The extra yield investors demand to own developing nations’ sovereign bonds over U.S. Treasuries declined 0.07 percentage point to 2.56 percentage points, according to JPMorgan’s EMBI+ Index.

Brazil’s Borrowing Costs

Brazil’s central bank became the first in Latin America in more than a year to raise borrowing costs, increasing its benchmark interest rate by 75 basis points to 9.5 percent. Economists surveyed by the central bank expect the $1.6 trillion economy to grow 6 percent this year, the second-fastest pace in more than two decades, with inflation above the government’s 4.5 percent target in 2010 and 2011.

Argentine bonds climbed a day after regulators in Italy, home to about a third of the $20 billion in defaulted bonds held out of a 2005 settlement, approved the South American nation’s plans to restructure the debt.

The extra yield investors demand to own junk bonds instead of Treasuries fell to 5.51 percentage points yesterday from a peak of 21.82 percentage points in December 2008, according to Bank of America Merrill Lynch’s U.S. High-Yield Master II index.

Companies failing to exploit the recovery in bond and equity markets to pay down debt are making a mistake, Michael Milken, the junk-bond billionaire turned philanthropist, told an audience at the Milken Global Institute conference yesterday in Beverly Hills, California.

Default Risks

“Defaults were exaggerated, the risks were exaggerated,” Milken said of the recovery in high-yield bonds. “Those risks existed in mortgage-backed securities, but they didn’t exist in industrial companies, and that’s what the market is saying.”

High-yield, or junk, bonds are ranked lower than Baa3 by Moody’s Investors Service and BBB- by S&P.

Wall Street banks began taking bets on pools of jumbo- mortgage bonds as trading started yesterday on four new credit- default-swaps indexes.

The PrimeX jumbo-mortgage bond indexes, administered by Markit, are similar to the ABX indexes tied to subprime debt that began in early 2006. Two of the PrimeX indexes are tied to fixed-rate loans and two track adjustable-rate mortgages.

GSO is marketing a floating-rate fund, the firm’s first product for individual investors, in which 80 percent of its managed assets are senior loans rated below investment grade, according a prospectus filed with the Securities and Exchange Commission on March 8.

Heather Lucania, a Blackstone spokeswoman, declined to comment.

BlackRock’s Fund

BlackRock’s fund will most likely invest 80 percent of its assets in a mix of senior secured floating-rate loans and debt, second lien or other subordinated or unsecured floating-rate loans and fixed-rate loans, or debt in which the fund has entered into a derivatives contract to convert them into floating-rate payments, according to an April 14 regulatory filing.
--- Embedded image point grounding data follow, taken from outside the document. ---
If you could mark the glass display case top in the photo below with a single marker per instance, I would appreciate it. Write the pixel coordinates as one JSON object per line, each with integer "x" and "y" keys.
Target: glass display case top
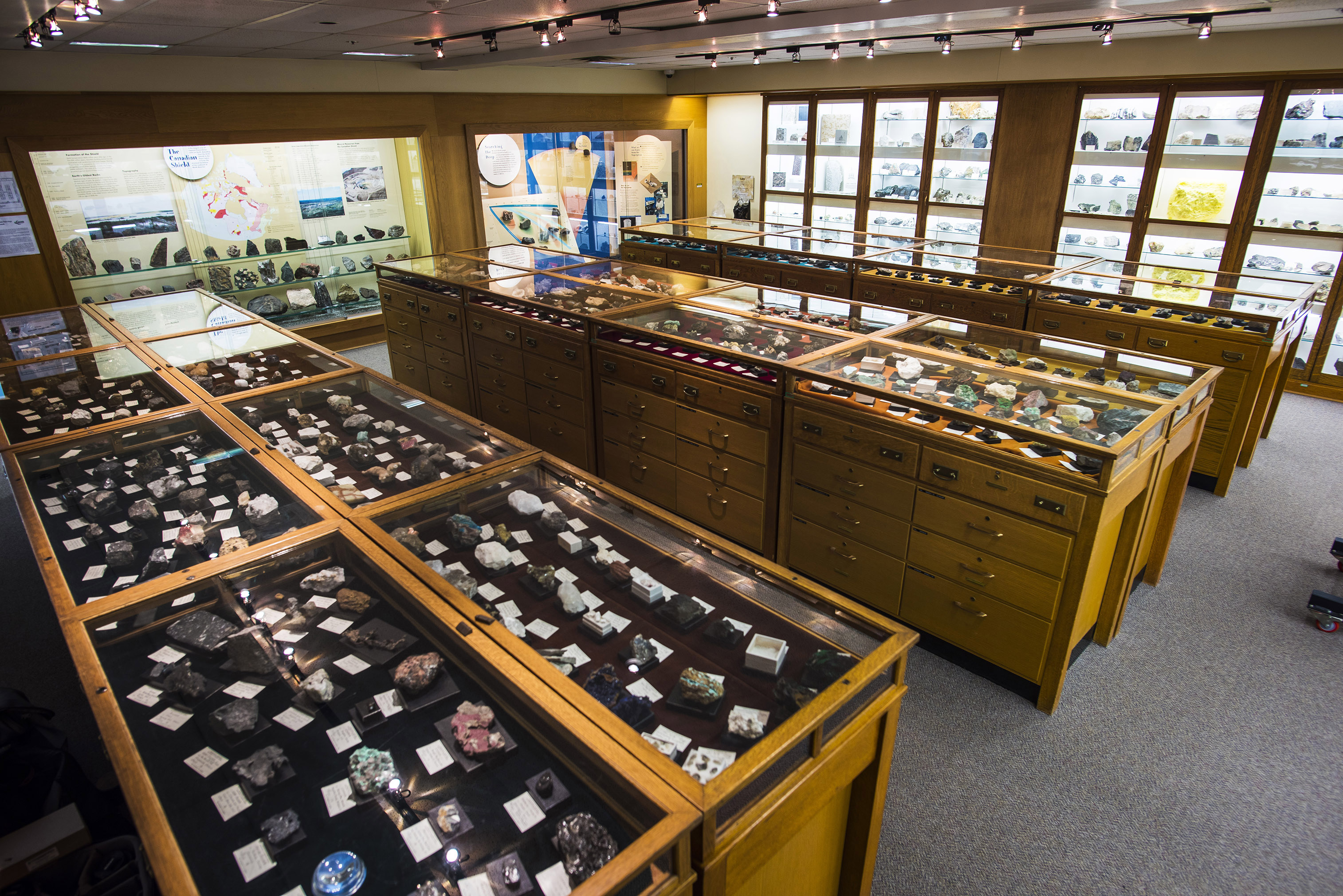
{"x": 716, "y": 340}
{"x": 51, "y": 331}
{"x": 159, "y": 496}
{"x": 365, "y": 440}
{"x": 677, "y": 642}
{"x": 422, "y": 774}
{"x": 76, "y": 391}
{"x": 167, "y": 313}
{"x": 243, "y": 358}
{"x": 1059, "y": 418}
Goldman Sachs Asset Management LP has also filed a prospectus to be the investment adviser on a new loan mutual fund.

Lauren Trengrove, a BlackRock spokeswoman, and Melissa Daly, of Goldman Sachs, declined to comment.

New funds will “bring normal liquidity back to the market,” said ING’s Bakalar, whose group has more than $10 billion of loans under management, with about 25 percent of that in mutual funds.

That will create demand for new loans from issuers that are strategic or private-equity driven, he said. “We’ll likely see more LBO and more M&A activity take place as a result.”